Intelligence: The General Was A Spy


June 15, 2010: South Korea has arrested one of its generals (a two star officer only identified as Kim) for being a North Korean spy. Kim is believed to have passed on South Korean plans for how the South Korean military would respond to an all-out war with North Korea. Kim last did this in 2007, and the plan is revised every two years. So the North Koreans don't have the latest version.

It's rare for South Korean officers, especially generals,  to spy for North Korea. But for the last few years, North Korea has been increasing its espionage efforts in the south. A lot. Earlier this year, South Korean police arrested two North Korea agents who had entered the country pretending to be refugees from North Korea. The two were on an assassination mission. Other such "refugees" have been caught spying lately. For decades, South Korea believed that North Korea would try to sneak spies into South Korea by having agents pretend to be refugees. But until two years ago, none of these agents was never caught. Most of those caught since then appear to have been sent to locate and kill refugees who were officials in the North Korean government, and were a constant source of embarrassment to North Korea because of all that inside knowledge.

The first of these assassins was discovered back in 2008. A 35 year old North Korean woman, Jong Hwa Won was arrested after being observed by South Korean intelligence for three years. The South Koreans were hoping Won would lead them to other North Korean spies, but she appeared to be operating alone.

There are over 18,000 North Korean refugees living in South Korea, and the number arriving each week has gone from 30 to nearly a 100 in the last five years. There are over 2,000 North Koreans who have obtained asylum in other countries.

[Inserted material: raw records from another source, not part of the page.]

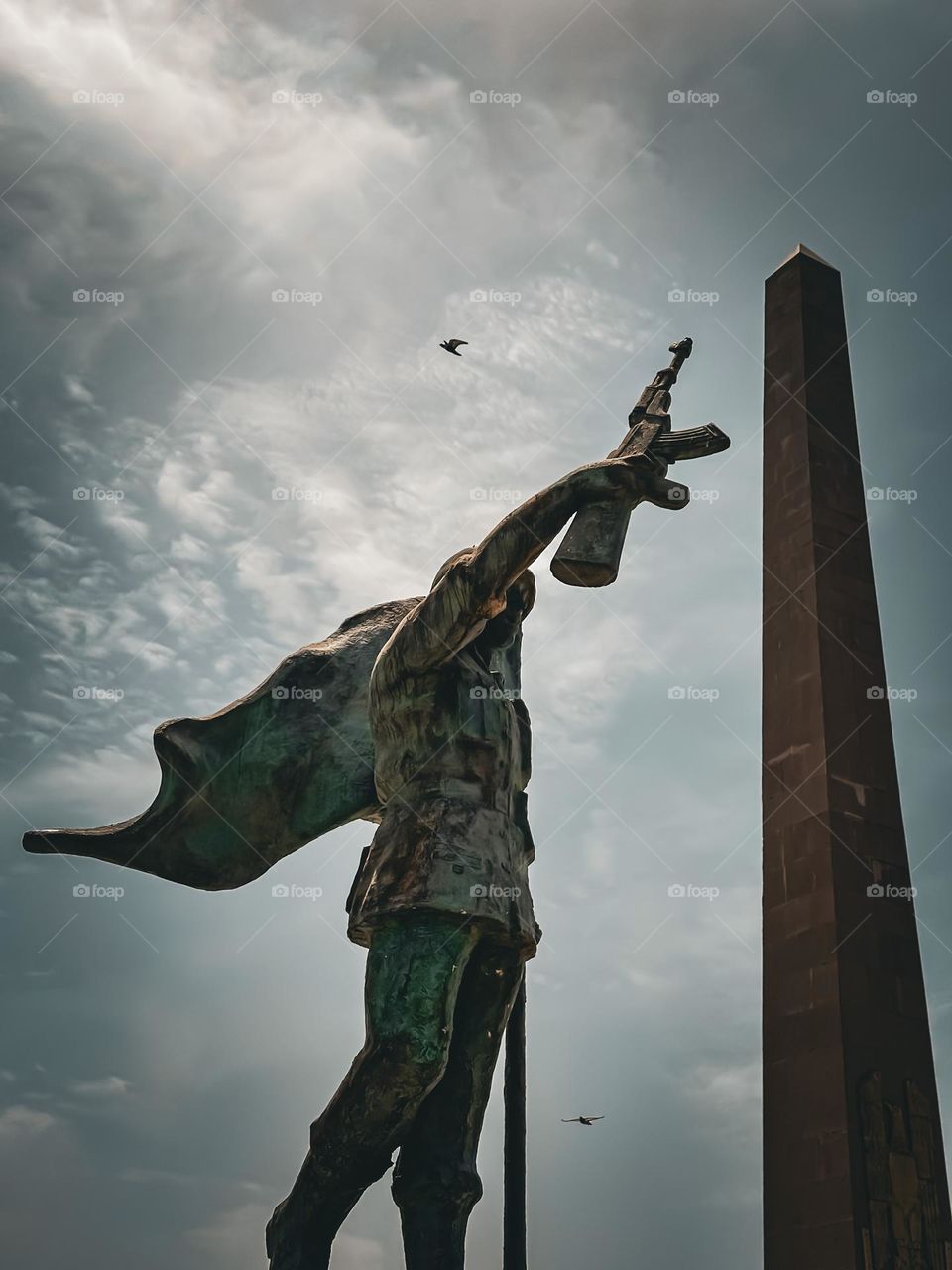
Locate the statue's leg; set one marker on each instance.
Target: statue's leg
(414, 970)
(435, 1184)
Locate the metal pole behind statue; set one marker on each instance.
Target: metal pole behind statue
(515, 1137)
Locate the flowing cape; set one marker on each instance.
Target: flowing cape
(244, 788)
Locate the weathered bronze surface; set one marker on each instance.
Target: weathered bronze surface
(592, 550)
(408, 715)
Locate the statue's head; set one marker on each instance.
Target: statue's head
(502, 630)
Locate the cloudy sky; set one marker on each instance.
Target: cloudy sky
(584, 167)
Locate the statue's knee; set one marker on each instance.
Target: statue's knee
(426, 1183)
(416, 1064)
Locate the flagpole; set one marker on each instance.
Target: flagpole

Many more are getting out of North Korea, but it's difficult to get from China to South Korea. This is usually done by travelling across China to a Southeast Asian nation, like Thailand, and asking for political asylum there. That usually results in the South Korean government stepping in and transporting the North Korean refugees to South Korea. China does not want to encourage North Koreans to sneak into China, by making it easy to get to South Korea from China.

There are believed to be at over 400,000 North Korean refugees in northern China, nearly all of them there illegally. A survey of these revealed that 40 percent of them had never encountered any foreign food aid, and that nearly all of them left North Korea because of food shortages.

Attracted by the opportunity to settle in prosperous South Korea, many of the millions of Chinese, of Korean ancestry, try to sneak in as North Korea refugees. There are schools in northern China that will train these Chinese, who already speak Korean (with a North China accent) to sound and act like North Koreans, and pass the intense interrogation South Korean intelligence officials give each refugee who makes it to South Korea. Most of these Chinese appear to succeed. That is worrisome, as North Korea also runs training programs to help their agents get past the South Korean security screening. Thus it is likely that many North Korean agents have got past the screening and are operating. But are they? It's just as likely that many of these agents realized, once in South Korea, that all the North Korean propaganda about South Korea and the West was a lie. At that point, all they have to do is go dark and hope for the best, or become double agents for South Korea. Perhaps in light of all this, South Korean intelligence has recently increased the screening process from 90 days, to 180.